Mirja fand keine Zeit,
sich darüber Gedanken zu machen.
»Schnauze halten
und rein da.« Der Jüngere der beiden fuchtelte mit der
Waffe herum und deutete auf Mirjas Wohnung. Sie fand nicht die
Zeit, einen klaren Gedanken zu fassen, spürte, wie ihr
Herzschlag sich beschleunigte und handelte mechanisch, als sie den
Eingang freigab und die Männer
hereinließ.
Wichlinghausen,
18.50 Uhr:
Die Steile
Straße im Herzen von Wichlinghausen machte ihrem Namen alle
Ehre. Die Sonne stand schon tief, als Heinrichs den Dienstwagen in
die kleine Sackgasse lenkte, die von der Wichlinghauser
Straße abzweigte. Ulbricht, der nachdenklich auf dem
Beifahrersitz des grauen VW Touran lümmelte, zog einen
zerkitterten Zettel aus der Tasche seines leichten Trenchcoats und
studierte die Adresse.
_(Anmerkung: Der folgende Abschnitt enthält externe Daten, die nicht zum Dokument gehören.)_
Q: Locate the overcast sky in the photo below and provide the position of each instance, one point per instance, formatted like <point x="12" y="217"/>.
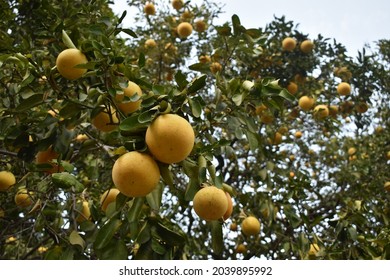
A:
<point x="351" y="22"/>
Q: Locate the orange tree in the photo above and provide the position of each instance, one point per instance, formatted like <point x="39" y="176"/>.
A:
<point x="313" y="177"/>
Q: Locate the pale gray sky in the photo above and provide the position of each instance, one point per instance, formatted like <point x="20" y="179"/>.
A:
<point x="351" y="22"/>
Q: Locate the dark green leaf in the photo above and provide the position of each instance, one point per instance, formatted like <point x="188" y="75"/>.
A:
<point x="115" y="250"/>
<point x="76" y="239"/>
<point x="129" y="32"/>
<point x="154" y="198"/>
<point x="106" y="233"/>
<point x="236" y="25"/>
<point x="217" y="237"/>
<point x="181" y="80"/>
<point x="197" y="84"/>
<point x="31" y="102"/>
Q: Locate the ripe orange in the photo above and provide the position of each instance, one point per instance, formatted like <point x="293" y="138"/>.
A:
<point x="128" y="107"/>
<point x="184" y="29"/>
<point x="306" y="103"/>
<point x="307" y="46"/>
<point x="107" y="197"/>
<point x="250" y="226"/>
<point x="288" y="44"/>
<point x="343" y="88"/>
<point x="7" y="180"/>
<point x="241" y="249"/>
<point x="170" y="138"/>
<point x="200" y="26"/>
<point x="210" y="203"/>
<point x="66" y="62"/>
<point x="150" y="43"/>
<point x="104" y="122"/>
<point x="135" y="174"/>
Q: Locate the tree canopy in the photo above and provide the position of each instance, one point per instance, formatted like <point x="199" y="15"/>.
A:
<point x="314" y="171"/>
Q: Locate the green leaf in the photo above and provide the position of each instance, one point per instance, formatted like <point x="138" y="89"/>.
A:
<point x="76" y="239"/>
<point x="154" y="198"/>
<point x="287" y="95"/>
<point x="135" y="209"/>
<point x="181" y="80"/>
<point x="67" y="41"/>
<point x="129" y="32"/>
<point x="115" y="250"/>
<point x="252" y="139"/>
<point x="236" y="25"/>
<point x="200" y="67"/>
<point x="170" y="236"/>
<point x="166" y="174"/>
<point x="65" y="180"/>
<point x="254" y="33"/>
<point x="196" y="107"/>
<point x="197" y="84"/>
<point x="192" y="189"/>
<point x="158" y="247"/>
<point x="217" y="237"/>
<point x="141" y="60"/>
<point x="132" y="124"/>
<point x="31" y="102"/>
<point x="106" y="233"/>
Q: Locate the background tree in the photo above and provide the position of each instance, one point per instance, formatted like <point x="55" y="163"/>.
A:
<point x="315" y="183"/>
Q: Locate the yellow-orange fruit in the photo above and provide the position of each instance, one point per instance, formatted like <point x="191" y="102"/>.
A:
<point x="320" y="112"/>
<point x="49" y="156"/>
<point x="107" y="197"/>
<point x="7" y="180"/>
<point x="288" y="44"/>
<point x="104" y="122"/>
<point x="170" y="138"/>
<point x="23" y="198"/>
<point x="85" y="213"/>
<point x="135" y="174"/>
<point x="241" y="249"/>
<point x="306" y="103"/>
<point x="343" y="88"/>
<point x="229" y="210"/>
<point x="66" y="62"/>
<point x="250" y="226"/>
<point x="177" y="4"/>
<point x="210" y="203"/>
<point x="128" y="107"/>
<point x="351" y="151"/>
<point x="204" y="59"/>
<point x="184" y="29"/>
<point x="292" y="88"/>
<point x="200" y="26"/>
<point x="150" y="43"/>
<point x="149" y="9"/>
<point x="298" y="134"/>
<point x="307" y="46"/>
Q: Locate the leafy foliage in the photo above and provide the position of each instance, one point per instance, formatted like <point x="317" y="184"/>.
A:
<point x="307" y="190"/>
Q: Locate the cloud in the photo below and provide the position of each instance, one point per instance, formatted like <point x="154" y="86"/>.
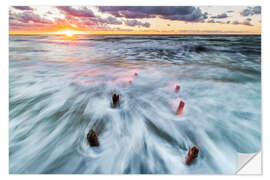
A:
<point x="81" y="12"/>
<point x="23" y="8"/>
<point x="246" y="23"/>
<point x="213" y="21"/>
<point x="220" y="16"/>
<point x="212" y="31"/>
<point x="250" y="11"/>
<point x="235" y="22"/>
<point x="109" y="20"/>
<point x="137" y="23"/>
<point x="182" y="13"/>
<point x="28" y="17"/>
Der Umstand, dass es sich dem Namen nach
ebenfalls um einen Russen handeln könnte, hatte Ulbricht keine
Ruhe gelassen, und so hatte er seinen Assistenten dazu
gedrängt, zu später Stunde noch einmal auszurücken,
um vor Ort zu ermitteln.
Inzwischen hatte
Heinrichs den Wagen neben einer hüfthohen Mauer geparkt -
leider so ungünstig, dass er kaum die Tür öffnen
konnte und sich zwischen Tür und Mauer hindurchquetschen
musste. Ulbricht, der bereits in der Abendsonne stand, beobachtete
amüsiert den dämlichen Anblick, den sein Assistent beim
Aussteigen bot. »Kolja Smirnow, wohnhaft in Steile
Straße 6«, las Ulbricht von seinem Zettel ab,
während er den Blick über die umliegenden Häuser
schweifen ließ. Aus einem offenen Fenster schallte
türkische Musik in die Hinterhofszenerie, in einem Garten
wurde gegrillt. Als Ulbricht den würzigen Duft durch die Nase
einsog, spürte er, dass er Hunger hatte. Kein Wunder, seine
letzte Mahlzeit lag fast sechs Stunden zurück.
Heinrichs grinste, als
Ulbricht den Namen des Gesuchten nannte.
»Was grinsen Sie
so blöd?«, bellte Ulbricht. »Ja, Smirnow, wie der
Penner-Wodka. Aber machen Sie sich nicht zu viele Gedanken
über den Namen - er ist der häufigste Nachname in
Russland, so wie bei uns Müller, Meier oder
Schmidt.«
»Das da ist
es.« Heinrichs ging nicht auf die Belehrung seines Chefs ein.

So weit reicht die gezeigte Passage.